Gov. Bob Taft is scheduled to sign Ohio’s anti-spam law Thursday. Ohio’s bill doesn’t attempt to ban spam but would levy a fine of $100 per unwanted e-mail up to a total of $50,000.

“I’m certainly not discouraging states from passing their own spam laws, but the federal government should act,” said Jason Catlett, president of Junkbusters Corp., a privacy advocacy group that supports anti-spam legislation. “Let’s face it, if you put a vote to the American people, ‘Should spamming be banned?’ you’d get a ‘yes’ in the 90 percent-plus range.”

‘Little or no control’

David Sorkin, a professor at John Marshall Law School in Chicago, said state laws too often attempt to regulate “the annoying parts of spam,” such as misleading subject lines, rather than spam itself.

“Those are just some of the symptoms, rather than the problem of spam itself, which is that a huge volume of e-mail is sent unsolicited to people who have little or no control over it,” Sorkin said.

Delaware enacted an anti-spam law in 1999 that made the sending of unsolicited bulk mail illegal and set penalties of as much as a year in jail or a maximum fine of $2,300. But no cases have been prosecuted, said Delaware state prosecutor Steve Wood.
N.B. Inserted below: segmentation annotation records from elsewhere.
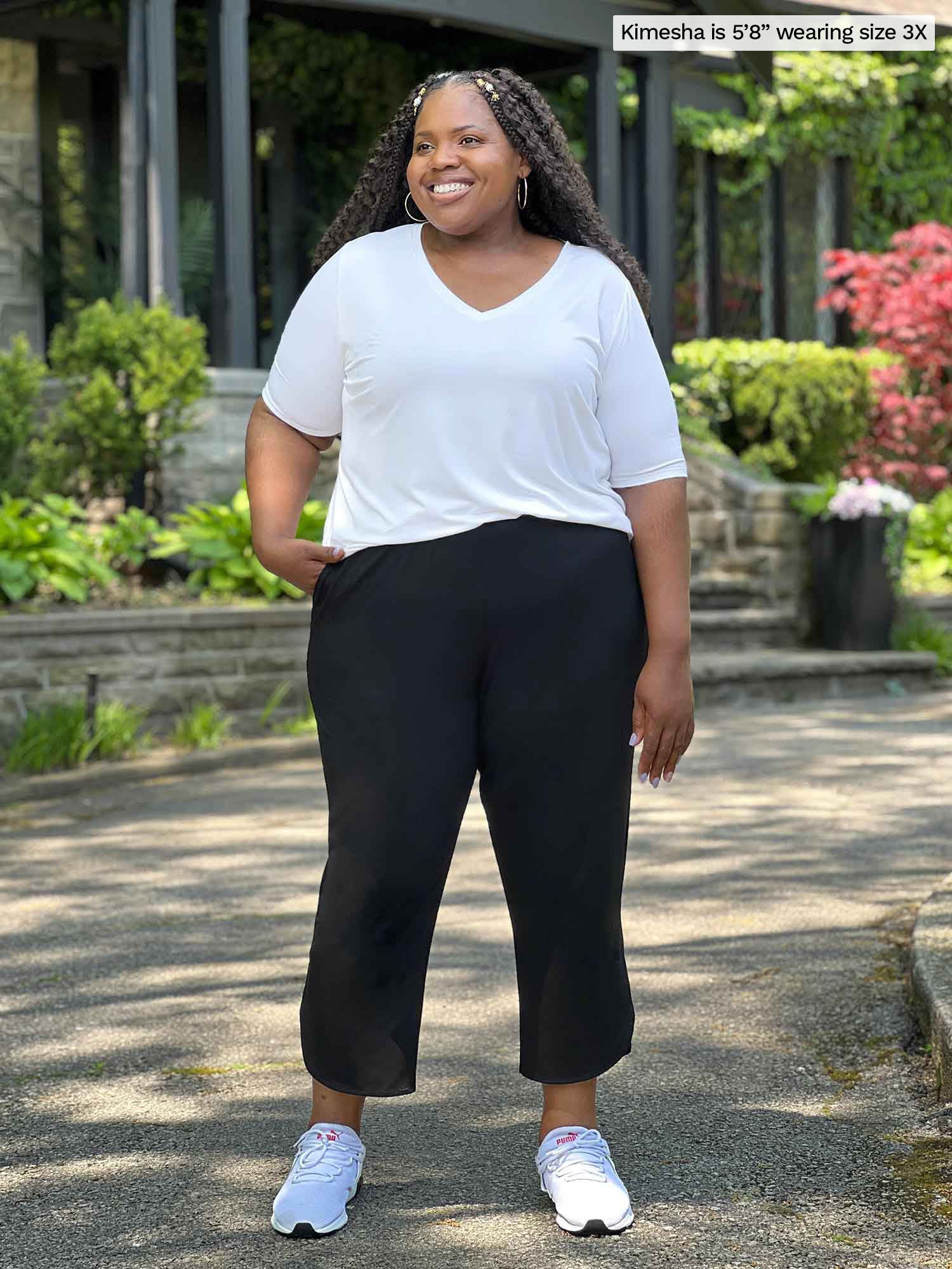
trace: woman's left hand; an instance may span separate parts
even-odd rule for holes
[[[650,652],[635,685],[632,712],[635,745],[644,741],[638,760],[642,784],[670,780],[694,735],[694,689],[688,652]]]

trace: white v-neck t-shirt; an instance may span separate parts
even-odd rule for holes
[[[420,230],[367,233],[321,265],[261,392],[300,431],[340,435],[322,544],[353,555],[519,515],[631,538],[616,490],[688,471],[628,279],[565,242],[481,312],[437,275]]]

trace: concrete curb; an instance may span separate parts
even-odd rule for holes
[[[222,749],[183,754],[170,745],[146,758],[88,763],[69,772],[4,779],[0,806],[14,802],[50,802],[79,793],[102,792],[117,784],[166,775],[201,775],[223,766],[263,766],[270,763],[310,760],[320,765],[317,736],[275,736],[268,740],[231,740]]]
[[[939,1099],[952,1100],[952,873],[929,895],[913,929],[913,1005],[932,1042]]]

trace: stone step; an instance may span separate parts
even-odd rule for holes
[[[711,608],[764,608],[767,589],[744,574],[698,572],[691,577],[692,612]]]
[[[795,608],[702,608],[691,614],[692,654],[792,648],[798,642]]]
[[[928,692],[946,681],[935,674],[934,652],[692,652],[691,671],[702,707]]]

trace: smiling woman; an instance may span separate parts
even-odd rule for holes
[[[647,284],[548,104],[505,67],[420,85],[315,265],[248,440],[255,551],[281,576],[319,572],[307,676],[330,812],[301,1003],[311,1119],[272,1225],[340,1228],[366,1098],[415,1090],[479,773],[519,1070],[543,1090],[539,1184],[562,1228],[618,1232],[632,1212],[595,1093],[635,1022],[633,746],[658,788],[694,731],[687,466]],[[298,542],[338,435],[324,541]]]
“Police have found it difficult to enforce the law because of the anonymity of the Internet,” Wood said. “It is difficult to identify an actual human being or organization as being the initiator of illegal spam.”

Kansas enacted law

In Kansas, Gov. Bill Graves signed a law in May requiring e-mails promoting services to identify the sender and to include “opt-out” provisions. Violators could face a fine of as much as $10,000 per incident.

Sen. Karin Brownlee, chairwoman of the Kansas Senate Commerce Committee, said she viewed the state’s legislation as a first step.

“Because the Internet has no boundaries, no state lines, I think we’re going to need something on the federal level,” she said. “It would be easier for the commercial interests to adapt to one federal law that says, ‘These are the rules.”‘

Bills regulating spam are pending in both the U.S. House and Senate, although neither is an outright ban. Instead, they require an opt-out provision and provide penalties for forged subject lines.

Lawsuits filed

In Washington, the state attorney general has used that state’s 1998 law to file at least three lawsuits against people who allegedly sent spam, including individuals in Oregon and Minnesota.

One problem with any law, whether state or federal, is it attempts to target individuals who are adept at avoiding detection, said Geoff Galat, marketing vice president at Tumbleweed Communications, a California company that sells spam and virus-filtering software.

“Spammers are incredibly creative people and good at launching their spam attacks from outside the state they’re doing business in,” Galat said.